Hey, welcome to the forum.

Where are you going to be in England, or are you willing to travel anywhere?

You can find lots if schedules and entry forms on highampress.co.uk and fossedata.co.uk


----------



## Diablesse (Jul 17, 2012)

I will show only in England ,one week end , I heard that every show has a bug whippet entry?


----------



## Dober (Jan 2, 2012)

Whippets normally have large entries yes, especially at champ shows. Checkout higham press for the champ shows with whippet classes


----------



## Chloef (Feb 23, 2011)

The Midland Counties Champ Show 25-28 October in Stafford think the Whippets are on the Sunday the schedule is on Fossedata http://fossedata.co.uk/downloads/pdf/MCOU_OCT_12_Schedule.pdf

not my breed so dont know what the entry would be like


----------



## Diablesse (Jul 17, 2012)

Hello
thank you


----------



## Freyja (Jun 28, 2008)

I show whippets and yes if you are planning on coming for a champ show the entries are every big usually well over 200 in total.


7th october south yorkshire champ whippet
21st october midland whippet champ show
28th ocotber midland counties
4th november north eastern whippet club champ show.

Midland counties is an all breeds champ show the others are whipet club shows.


----------



## Diablesse (Jul 17, 2012)

I was thinking to come to show October 21 
My dig is 3 year old male , no AKC champion yet 
Which class he should b entering 
Thank you so much


----------



## Diablesse (Jul 17, 2012)

Think you so much ,I have friends I can stay with


----------



## Diablesse (Jul 17, 2012)

The 28 is only whippets? Do you the judges?


----------



## Freyja (Jun 28, 2008)

Diablesse said:


> I was thinking to come to show October 21
> My dig is 3 year old male , no AKC champion yet
> Which class he should b entering
> Thank you so much


It would depend on what he has won. If he's not yet a champion I would put him in either limit or open just to be on the safe side. I don't have a schedule so I'm not sure what the qualifications are for limit.
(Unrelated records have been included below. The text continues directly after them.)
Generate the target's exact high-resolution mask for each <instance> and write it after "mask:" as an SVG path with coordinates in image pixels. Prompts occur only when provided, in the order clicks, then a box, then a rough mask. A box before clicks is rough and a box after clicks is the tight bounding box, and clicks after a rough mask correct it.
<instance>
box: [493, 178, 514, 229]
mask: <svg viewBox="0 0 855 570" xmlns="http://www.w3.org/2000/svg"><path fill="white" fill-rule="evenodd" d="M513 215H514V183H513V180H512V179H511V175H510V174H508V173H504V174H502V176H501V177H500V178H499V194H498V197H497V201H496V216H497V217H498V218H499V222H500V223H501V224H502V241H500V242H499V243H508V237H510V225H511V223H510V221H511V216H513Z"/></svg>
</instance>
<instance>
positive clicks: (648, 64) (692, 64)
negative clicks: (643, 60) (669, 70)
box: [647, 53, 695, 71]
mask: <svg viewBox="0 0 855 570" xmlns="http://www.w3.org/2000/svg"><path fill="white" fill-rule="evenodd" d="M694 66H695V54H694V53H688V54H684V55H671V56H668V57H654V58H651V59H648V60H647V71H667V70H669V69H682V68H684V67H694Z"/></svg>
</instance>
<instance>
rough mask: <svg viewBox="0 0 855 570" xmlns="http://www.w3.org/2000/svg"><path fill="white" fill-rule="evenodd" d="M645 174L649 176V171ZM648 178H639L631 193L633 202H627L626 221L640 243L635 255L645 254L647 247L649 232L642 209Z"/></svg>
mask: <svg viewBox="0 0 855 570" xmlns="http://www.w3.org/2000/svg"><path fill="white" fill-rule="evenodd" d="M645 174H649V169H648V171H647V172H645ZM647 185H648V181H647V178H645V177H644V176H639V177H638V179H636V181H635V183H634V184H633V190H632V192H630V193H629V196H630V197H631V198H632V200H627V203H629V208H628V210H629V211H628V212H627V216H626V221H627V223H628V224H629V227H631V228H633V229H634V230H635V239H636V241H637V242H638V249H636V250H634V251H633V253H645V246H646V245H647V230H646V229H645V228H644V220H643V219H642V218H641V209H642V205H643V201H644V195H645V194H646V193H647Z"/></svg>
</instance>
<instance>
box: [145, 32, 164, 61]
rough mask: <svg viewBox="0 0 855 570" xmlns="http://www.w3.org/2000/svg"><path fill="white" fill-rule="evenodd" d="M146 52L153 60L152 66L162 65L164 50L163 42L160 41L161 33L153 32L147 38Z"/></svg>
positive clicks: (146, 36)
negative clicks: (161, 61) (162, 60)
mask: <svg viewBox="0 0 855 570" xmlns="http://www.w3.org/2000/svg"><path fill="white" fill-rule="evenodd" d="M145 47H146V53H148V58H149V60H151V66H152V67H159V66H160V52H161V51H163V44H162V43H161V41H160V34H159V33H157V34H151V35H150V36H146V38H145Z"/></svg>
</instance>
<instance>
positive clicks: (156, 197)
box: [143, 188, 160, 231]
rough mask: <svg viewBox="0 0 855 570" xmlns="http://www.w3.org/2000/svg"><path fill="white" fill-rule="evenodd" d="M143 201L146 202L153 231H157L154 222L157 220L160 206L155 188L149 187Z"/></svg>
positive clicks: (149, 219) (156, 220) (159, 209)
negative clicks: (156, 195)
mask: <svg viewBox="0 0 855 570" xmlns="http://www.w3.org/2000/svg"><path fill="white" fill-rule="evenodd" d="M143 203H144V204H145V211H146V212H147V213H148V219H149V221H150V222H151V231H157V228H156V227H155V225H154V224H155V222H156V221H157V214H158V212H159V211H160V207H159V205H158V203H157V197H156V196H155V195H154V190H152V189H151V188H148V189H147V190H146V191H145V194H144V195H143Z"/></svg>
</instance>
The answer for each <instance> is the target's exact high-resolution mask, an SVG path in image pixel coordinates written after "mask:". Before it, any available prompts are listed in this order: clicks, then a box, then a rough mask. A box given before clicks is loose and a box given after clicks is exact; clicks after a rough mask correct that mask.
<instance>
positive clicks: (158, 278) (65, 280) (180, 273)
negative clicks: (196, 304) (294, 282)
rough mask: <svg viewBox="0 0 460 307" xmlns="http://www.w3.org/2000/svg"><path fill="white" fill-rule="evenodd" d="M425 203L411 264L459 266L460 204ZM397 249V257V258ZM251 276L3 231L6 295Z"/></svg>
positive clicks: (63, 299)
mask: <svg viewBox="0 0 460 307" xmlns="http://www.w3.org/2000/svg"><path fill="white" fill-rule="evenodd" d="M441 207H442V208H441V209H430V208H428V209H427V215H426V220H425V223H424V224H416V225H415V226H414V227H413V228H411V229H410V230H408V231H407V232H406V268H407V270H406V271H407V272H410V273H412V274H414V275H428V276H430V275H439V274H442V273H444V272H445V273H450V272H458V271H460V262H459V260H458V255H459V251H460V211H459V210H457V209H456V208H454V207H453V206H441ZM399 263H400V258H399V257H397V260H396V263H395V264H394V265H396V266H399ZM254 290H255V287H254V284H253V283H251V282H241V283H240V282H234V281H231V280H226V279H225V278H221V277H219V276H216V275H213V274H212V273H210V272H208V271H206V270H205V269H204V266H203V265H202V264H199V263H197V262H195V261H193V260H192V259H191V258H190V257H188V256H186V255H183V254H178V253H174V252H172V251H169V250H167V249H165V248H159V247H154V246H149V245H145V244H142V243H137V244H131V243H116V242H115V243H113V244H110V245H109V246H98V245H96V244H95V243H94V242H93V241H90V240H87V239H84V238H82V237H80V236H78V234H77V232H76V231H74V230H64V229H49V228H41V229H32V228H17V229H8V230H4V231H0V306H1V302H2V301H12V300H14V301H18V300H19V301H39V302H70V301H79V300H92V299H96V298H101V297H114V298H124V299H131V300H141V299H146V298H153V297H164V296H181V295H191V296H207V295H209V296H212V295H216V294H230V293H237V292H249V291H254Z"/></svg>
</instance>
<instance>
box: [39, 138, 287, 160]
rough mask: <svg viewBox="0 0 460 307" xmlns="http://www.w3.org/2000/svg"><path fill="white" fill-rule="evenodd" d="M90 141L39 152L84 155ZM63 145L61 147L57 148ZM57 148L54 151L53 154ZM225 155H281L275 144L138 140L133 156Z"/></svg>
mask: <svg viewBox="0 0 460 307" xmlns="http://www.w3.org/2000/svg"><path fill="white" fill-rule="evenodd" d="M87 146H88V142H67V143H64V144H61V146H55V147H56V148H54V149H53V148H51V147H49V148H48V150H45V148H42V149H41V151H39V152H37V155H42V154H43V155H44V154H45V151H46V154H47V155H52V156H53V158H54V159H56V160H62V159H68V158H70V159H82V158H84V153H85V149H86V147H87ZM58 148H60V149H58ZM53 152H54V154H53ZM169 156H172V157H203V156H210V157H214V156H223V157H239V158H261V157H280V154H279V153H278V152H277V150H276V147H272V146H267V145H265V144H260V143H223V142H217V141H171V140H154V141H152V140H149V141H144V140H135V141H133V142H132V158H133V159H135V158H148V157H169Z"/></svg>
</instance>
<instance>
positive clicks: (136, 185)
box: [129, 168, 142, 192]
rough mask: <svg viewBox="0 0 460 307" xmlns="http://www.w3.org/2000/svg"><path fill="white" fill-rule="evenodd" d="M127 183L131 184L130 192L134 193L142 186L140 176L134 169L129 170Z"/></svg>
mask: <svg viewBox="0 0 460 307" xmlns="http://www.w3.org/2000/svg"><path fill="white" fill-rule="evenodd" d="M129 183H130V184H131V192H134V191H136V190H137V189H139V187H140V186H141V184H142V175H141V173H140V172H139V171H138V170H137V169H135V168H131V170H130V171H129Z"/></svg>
I would suggest you join The Whippet Forum as that is for sight hounds the majority being whippets but they also have a lot of people who show and they will be able to advise you what classes you can enter your dog. As I said although I do show my whippets I only occasionally go to champ shows if they are near enough to travel to I tend to stick more to open shows. I've not been to a champ show this year in fact I've only been to 3 open shows and only took the whippets to 1 of them at the others I showed my iggies.


----------